Friday, May 05, 2006

on our watch

(source: bbc news)
In the margin of a report on Rwanda, the US president scribbled, 'not on my watch'. An admirable sentiment but one that seems increasingly futile as the Darfur crisis spirals downward. We cannot be too harsh however on the inept president because the collective world has largely ignored Sudan. Indeed we tend to ignore the whole of the African continent.

Africa makes it onto our news and nature programs but there is a shocking lack of TV fiction about Africans. Through the news, we get the facts, through the nature programs we build pictures of the continent but we do not have a sense of Africans.

Good fiction connects us with people as people. The only TV show to address Africa and some of its concerns is ER and for that it is to be commended. It does not present a through analysis of the Darfur situation but it does show us African's as 'real people'.

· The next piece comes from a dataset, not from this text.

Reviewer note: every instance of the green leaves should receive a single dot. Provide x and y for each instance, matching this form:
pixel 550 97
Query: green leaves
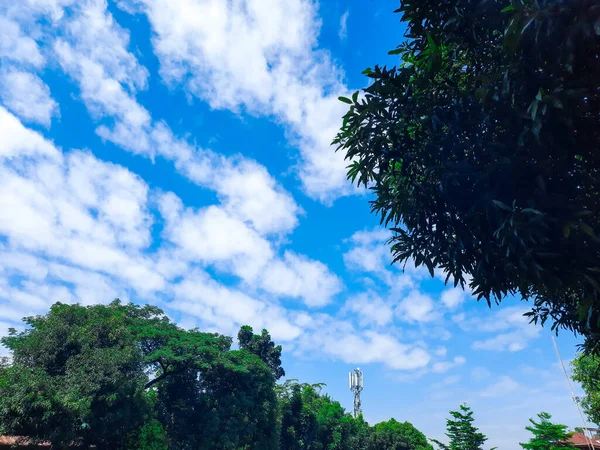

Only when we connect with people from far off lands as 'real people' will we begin to work on making sure there are no additions to the genocide list that currently ends; Bosnia, Rwanda, Darfur.


For more information ...
darfur crisis
oxfam darfur press release

1 comment:

am said...

I think in the 21st century we will see a form of capitalism come to China, we can already see the emergence of a middle class and ultimatley political freedom will come.

I think we will have to wiat for the 22nd century or later to see Africa emerge from the poverty that blights it.

Sad, so sad when you see the sons and daughters that could be our own suffer so much.

How many dead children would there be in Afria in 100 years or more?